Shekhar m Indian, Hindi, Marathi, Punjabi, Gujarati
Means "crest, peak" in Sanskrit.
Shin m Japanese
From Japanese (shin) meaning "real, genuine" or other kanji with the same pronunciation.
Sima 1 f Persian
Means "face, visage" in Persian.
Simon 2 m Ancient Greek, Greek Mythology
Derived from Greek σιμός (simos) meaning "flat-nosed". In Greek mythology this was the name of one of the Telchines, demigods who were the original inhabitants of Rhodes.
Simonides m Ancient Greek
Derived from Greek σιμός (simos) meaning "flat-nosed" and the patronymic suffix ἴδης (ides). This name was borne by the 7th-century BC iambic poet Simonides of Amorgos and the 6th-century BC lyric poet Simonides of Ceos.
Sinem f Turkish
Means "my bosom, my breast" in Turkish.
Sole f Italian
Means "sun" in Italian.
Sullivan m English, French
From an Irish surname, the Anglicized form of Ó Súileabháin, itself from the given name Súileabhán, which was derived from Irish súil "eye" and dubh "dark, black" combined with a diminutive suffix. This name has achieved a moderate level of popularity in France since the 1970s. In the United States it was rare before the 1990s, after which it began climbing steadily. A famous fictional bearer of the surname was James P. Sullivan from the animated movie Monsters, Inc. (2001).
Tal'at m Arabic
Possibly means "face, sight" in Arabic.
Taliesin m Welsh, Welsh Mythology
Means "shining brow", derived from Welsh tal "brow, head" and iesin "shining, radiant". This was the name of a semi-legendary 6th-century Welsh poet and bard, supposedly the author of the collection of poems the Book of Taliesin. He appears briefly in the Welsh legend Culhwch and Olwen and the Second Branch of the Mabinogi. He is the central character in the Tale of Taliesin, a medieval legend recorded in the 16th century, which tells how Ceridwen's servant Gwion Bach was reborn to her as Taliesin; how he becomes the bard for Elffin; and how Taliesin defends Elffin from the machinations of the king Maelgwn Gwynedd.
Tarzan m Literature
Created by Edgar Rice Burroughs for the main character in his novel Tarzan of the Apes (1912). In the novel Tarzan is the ape name of the baby John Clayton, who was adopted by the animals after his parents died in the African jungle. The name is said to mean "white skin" in the fictional Mangani ape language.

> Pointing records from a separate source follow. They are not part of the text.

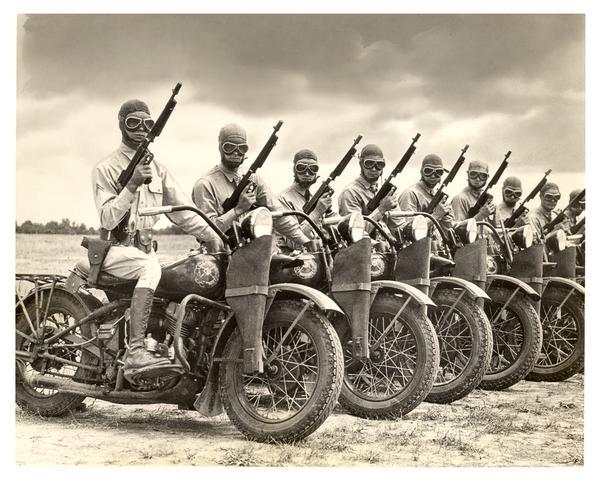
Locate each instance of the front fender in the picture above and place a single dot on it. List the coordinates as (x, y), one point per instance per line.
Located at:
(472, 290)
(413, 292)
(564, 282)
(513, 282)
(319, 298)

Teman m Biblical, Biblical Hebrew
Means "right hand" or "south" in Hebrew. According to the Old Testament this was the name of a grandson of Esau for whom the town of Teman in Edom was named.
Temple m & f English (Rare)
From an English surname that originally belonged to a person who was associated with the Knights Templar, a medieval religious military order.
Thaksin m Thai
Means "south, right hand" in Thai.
Thumbelina f Literature
English translation of Danish Tommelise, a name created from Danish tommel "thumb" by Hans Christian Andersen for the title character of his 1835 fairy tale. In the story she is a miniature girl who grows out of a grain of barley.
Titty f English
Diminutive of Letitia. This is now a slang word for the female breast, and the name has subsequently dropped out of common use.
Tressa f English (Rare)
Contracted form of Theresa. It may also be associated with the English word tress meaning "long lock of hair".

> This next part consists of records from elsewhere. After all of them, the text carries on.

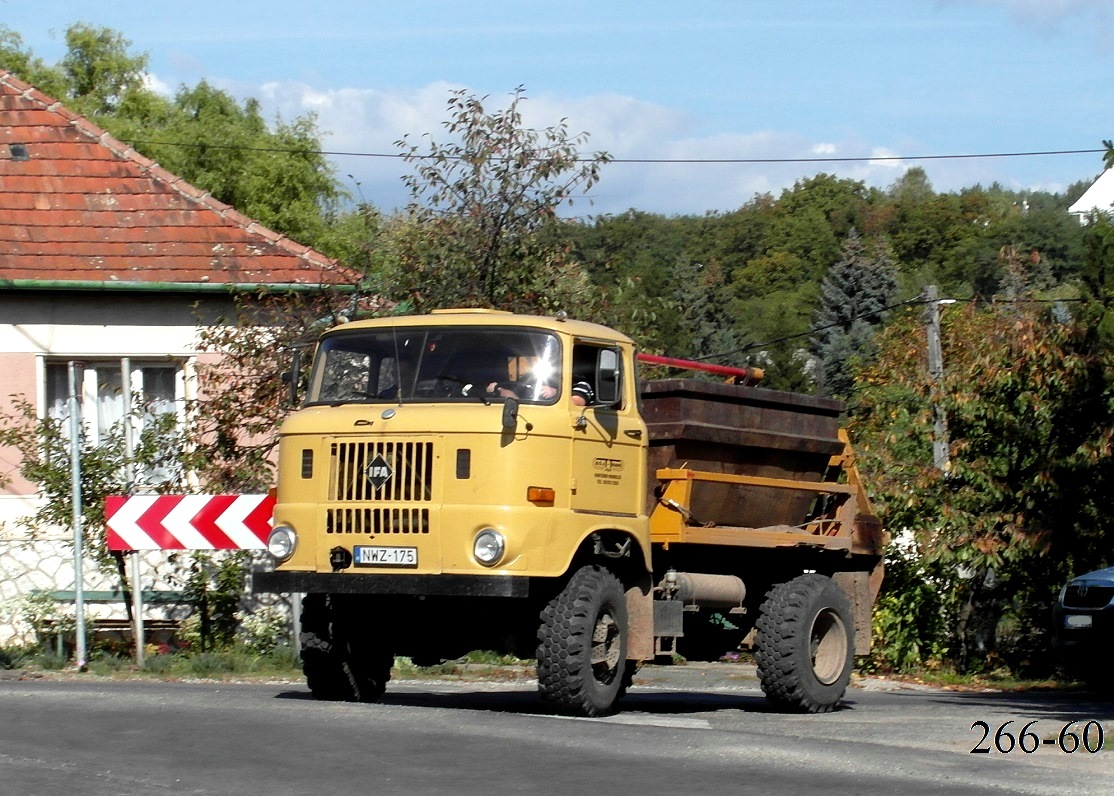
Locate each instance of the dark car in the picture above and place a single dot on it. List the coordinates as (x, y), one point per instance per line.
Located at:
(1083, 625)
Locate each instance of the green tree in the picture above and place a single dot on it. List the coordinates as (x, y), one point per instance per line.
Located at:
(99, 70)
(478, 204)
(29, 68)
(853, 300)
(1029, 402)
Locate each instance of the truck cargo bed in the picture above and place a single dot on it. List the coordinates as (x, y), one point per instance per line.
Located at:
(746, 431)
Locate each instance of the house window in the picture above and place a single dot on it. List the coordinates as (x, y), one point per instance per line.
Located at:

Tʉhʉyakwahipʉ m Indigenous American, Comanche
Means "horse back" in Comanche, derived from tʉhʉya "horse" and kwahi "back (body part)". This was the name of a 19th-century chief of the Nokoni Comanche.
Wemba m Anglo-Saxon (Rare)
Byname derived from Old English wamb meaning "belly".
Yolotzin f & m Indigenous American, Nahuatl
Means "beloved heart" in Nahuatl, from yōllōtl "heart" and the suffix tzin "beloved, revered".
Yoloxochitl f Indigenous American, Nahuatl
Derived from Nahuatl yōllōtl "heart" and xōchitl "flower".
Zulfiqar m Arabic, Urdu
From Arabic ذو الفقار (Dhu al-Faqar) interpreted as meaning "cleaver of the spine", derived from ذو (dhu) meaning "possessor, holder" and فقار (faqar) meaning "spine, vertebra". This was the name of the Prophet Muhammad's sword, also used by his son-in-law Ali.